Reflexiones

Los mejores consejos para la vida

Consejos, Superación personal

Si esperas el reconocimiento, probablemente esperarás para siempre

No necesitas a una multitud de pie aplaudiendo lo que haces, porque el reconocimiento más importante proviene de nosotros.

Es bueno recibir un poco de mérito por lo bueno que hacemos. Se siente como una recompensa obtener una palmada en la espalda cuando promovemos el bien en nosotros. Y este es un comportamiento natural, pues desde pequeños buscamos ver la aprobación en los ojos de nuestros padres. Sin embargo, mientras crecemos esta preocupación debe pasar a un segundo plano y debemos enfocarnos en expresar más gratitud y obediencia para con nosotros mismos.

No funciona esperar las reacciones de los demás ante nuestros actos, pues son inciertas. Además las demás personas no son responsables de aprobarnos ni de aplaudirnos, su rol en la vida no es ser nuestras animadoras, si les nace ¡de maravilla! Pero si no, no pasa nada.

El reconocimiento más valioso proviene de nosotros mismos

¿Sabes qué es completamente saludable? Aplaudirnos a nosotros mismos cuando las cosas no marchan queremos, cuando nos hemos esforzado por alcanzar una meta y cuando hemos sido muy valiente. No necesitamos un estadio repleto de personas que aplaudan nuestros esfuerzos, necesitamos ser observadores de nuestra vida y poder darnos honor cuando lo merecemos.

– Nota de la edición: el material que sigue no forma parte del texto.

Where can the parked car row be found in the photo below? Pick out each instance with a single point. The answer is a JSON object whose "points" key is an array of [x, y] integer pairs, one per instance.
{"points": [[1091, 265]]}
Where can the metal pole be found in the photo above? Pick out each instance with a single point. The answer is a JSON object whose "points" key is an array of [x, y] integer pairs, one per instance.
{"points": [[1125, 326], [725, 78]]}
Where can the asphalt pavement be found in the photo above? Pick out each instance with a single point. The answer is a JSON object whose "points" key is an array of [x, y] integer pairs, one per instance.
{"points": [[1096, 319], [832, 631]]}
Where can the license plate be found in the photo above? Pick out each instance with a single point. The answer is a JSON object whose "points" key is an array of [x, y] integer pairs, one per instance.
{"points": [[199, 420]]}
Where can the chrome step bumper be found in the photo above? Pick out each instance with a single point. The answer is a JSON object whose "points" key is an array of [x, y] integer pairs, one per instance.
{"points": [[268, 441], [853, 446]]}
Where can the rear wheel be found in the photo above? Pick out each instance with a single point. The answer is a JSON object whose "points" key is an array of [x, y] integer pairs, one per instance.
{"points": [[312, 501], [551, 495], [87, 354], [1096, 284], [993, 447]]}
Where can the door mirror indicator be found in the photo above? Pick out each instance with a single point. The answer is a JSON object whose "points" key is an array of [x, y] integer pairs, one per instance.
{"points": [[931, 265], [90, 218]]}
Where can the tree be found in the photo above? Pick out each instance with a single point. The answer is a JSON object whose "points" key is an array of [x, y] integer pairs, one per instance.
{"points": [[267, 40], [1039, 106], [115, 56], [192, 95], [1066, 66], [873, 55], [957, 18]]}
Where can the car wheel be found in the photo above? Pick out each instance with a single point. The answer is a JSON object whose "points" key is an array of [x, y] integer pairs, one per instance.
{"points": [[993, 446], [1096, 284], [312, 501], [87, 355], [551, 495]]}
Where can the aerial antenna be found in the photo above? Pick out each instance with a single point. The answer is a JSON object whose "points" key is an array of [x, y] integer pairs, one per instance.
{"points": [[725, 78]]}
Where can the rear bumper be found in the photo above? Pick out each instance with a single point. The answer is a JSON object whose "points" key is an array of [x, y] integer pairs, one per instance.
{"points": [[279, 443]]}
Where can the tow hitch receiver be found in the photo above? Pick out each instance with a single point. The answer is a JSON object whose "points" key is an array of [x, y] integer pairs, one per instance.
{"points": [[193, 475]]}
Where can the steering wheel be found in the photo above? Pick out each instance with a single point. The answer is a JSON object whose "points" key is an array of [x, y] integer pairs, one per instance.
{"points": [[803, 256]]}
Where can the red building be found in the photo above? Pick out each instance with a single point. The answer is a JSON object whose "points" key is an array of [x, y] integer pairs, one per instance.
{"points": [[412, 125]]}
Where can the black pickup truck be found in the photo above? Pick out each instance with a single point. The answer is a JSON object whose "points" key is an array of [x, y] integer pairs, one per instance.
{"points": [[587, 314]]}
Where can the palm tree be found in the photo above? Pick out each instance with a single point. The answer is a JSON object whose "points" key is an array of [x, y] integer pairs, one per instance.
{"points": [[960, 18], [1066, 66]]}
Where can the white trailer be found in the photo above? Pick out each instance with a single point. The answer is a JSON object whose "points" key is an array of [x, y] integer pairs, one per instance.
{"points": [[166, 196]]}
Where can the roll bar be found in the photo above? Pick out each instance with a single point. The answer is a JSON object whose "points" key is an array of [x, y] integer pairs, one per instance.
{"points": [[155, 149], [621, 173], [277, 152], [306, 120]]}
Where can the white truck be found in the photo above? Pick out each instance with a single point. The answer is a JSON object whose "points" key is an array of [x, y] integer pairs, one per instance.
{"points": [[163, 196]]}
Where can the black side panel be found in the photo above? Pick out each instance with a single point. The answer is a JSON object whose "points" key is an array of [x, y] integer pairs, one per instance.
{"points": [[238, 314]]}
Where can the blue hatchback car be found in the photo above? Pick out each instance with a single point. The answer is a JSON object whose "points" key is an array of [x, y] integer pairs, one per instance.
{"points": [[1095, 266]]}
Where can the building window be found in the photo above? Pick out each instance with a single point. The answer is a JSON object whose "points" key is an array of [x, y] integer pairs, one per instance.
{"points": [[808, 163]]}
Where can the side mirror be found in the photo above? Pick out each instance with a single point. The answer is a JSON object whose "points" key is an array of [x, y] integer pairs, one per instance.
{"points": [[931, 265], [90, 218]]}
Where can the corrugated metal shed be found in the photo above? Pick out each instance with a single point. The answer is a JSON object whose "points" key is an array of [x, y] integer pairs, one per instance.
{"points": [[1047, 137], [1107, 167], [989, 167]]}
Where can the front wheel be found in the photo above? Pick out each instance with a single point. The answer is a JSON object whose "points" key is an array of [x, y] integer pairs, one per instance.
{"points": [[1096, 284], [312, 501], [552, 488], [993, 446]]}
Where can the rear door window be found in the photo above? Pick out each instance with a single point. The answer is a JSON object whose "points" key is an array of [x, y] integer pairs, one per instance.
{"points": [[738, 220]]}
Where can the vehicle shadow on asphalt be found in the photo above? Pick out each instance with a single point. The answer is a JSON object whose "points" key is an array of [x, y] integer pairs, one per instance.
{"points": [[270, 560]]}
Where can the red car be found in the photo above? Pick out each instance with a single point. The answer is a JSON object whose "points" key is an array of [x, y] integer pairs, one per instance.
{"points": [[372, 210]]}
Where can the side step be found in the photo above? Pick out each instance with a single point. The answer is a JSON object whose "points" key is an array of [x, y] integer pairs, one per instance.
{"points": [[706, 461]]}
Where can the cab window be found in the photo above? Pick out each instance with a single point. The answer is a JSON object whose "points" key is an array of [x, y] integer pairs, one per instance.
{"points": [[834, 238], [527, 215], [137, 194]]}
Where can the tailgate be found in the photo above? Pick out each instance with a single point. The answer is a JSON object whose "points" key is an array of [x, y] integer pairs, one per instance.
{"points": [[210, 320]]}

Cuando enfrentas un reto que para ti era importante y lo superas, es natural que quieras compartirlo con todos, pero no esperes que te alaben por ello. Por ejemplo, muchas personas pierden peso y se ponen en forma y se convierten en una inspiración para otros. Sin embargo, hay una línea muy fina entre querer contar tu hazaña para inspirar y querer contarla para recibir aplausos. Este último tipo de personas son las que cuentan una y otra vez su historia hasta el cansancio solo para recibir un mínimo de aprobación.

Los aplausos tienen que venir de dentro de ti, cuenta tu historia y tus logros a quienes pregunten y quieren escuchar, pero no para alardear. Es mejor guardar silencio y permitir que dentro de ti haya una fiesta, una celebración por cada uno de tus logros.

Humildad ante todo

Quienes siempre buscan el reconocimiento de otros puede que padezcan de dos males: baja autoestima (no se dan el crédito que merecen ellos mismos y demandan el de los demás), y una sed arrogante (son insaciables, siempre quieren recibir elogios).

Humildad ante todo: si tienes baja estima, necesitas humildad para reconocer de lo que careces y trabajar en ello; si tienes sed arrogante, necesitas humildad para renunciar a lo que te sobra (ego) y trabajar en una correcta apreciación de ti mismo. Si te aprecias en la medida justa, te aplaudirás cuando sea necesario y te corregirás cuando las circunstancias lo requieran.

Esfuérzate más por agradarte a ti mismo, pues al final eres tú quien convive contigo mismo todos los días. Trabaja por tener una percepción centrada y saludable de ti y empieza a cosechar éxitos con paz y alegría. Cada logro es una ocasión para celebrar, pero a veces no sabemos disfrutarlos de la forma correcta.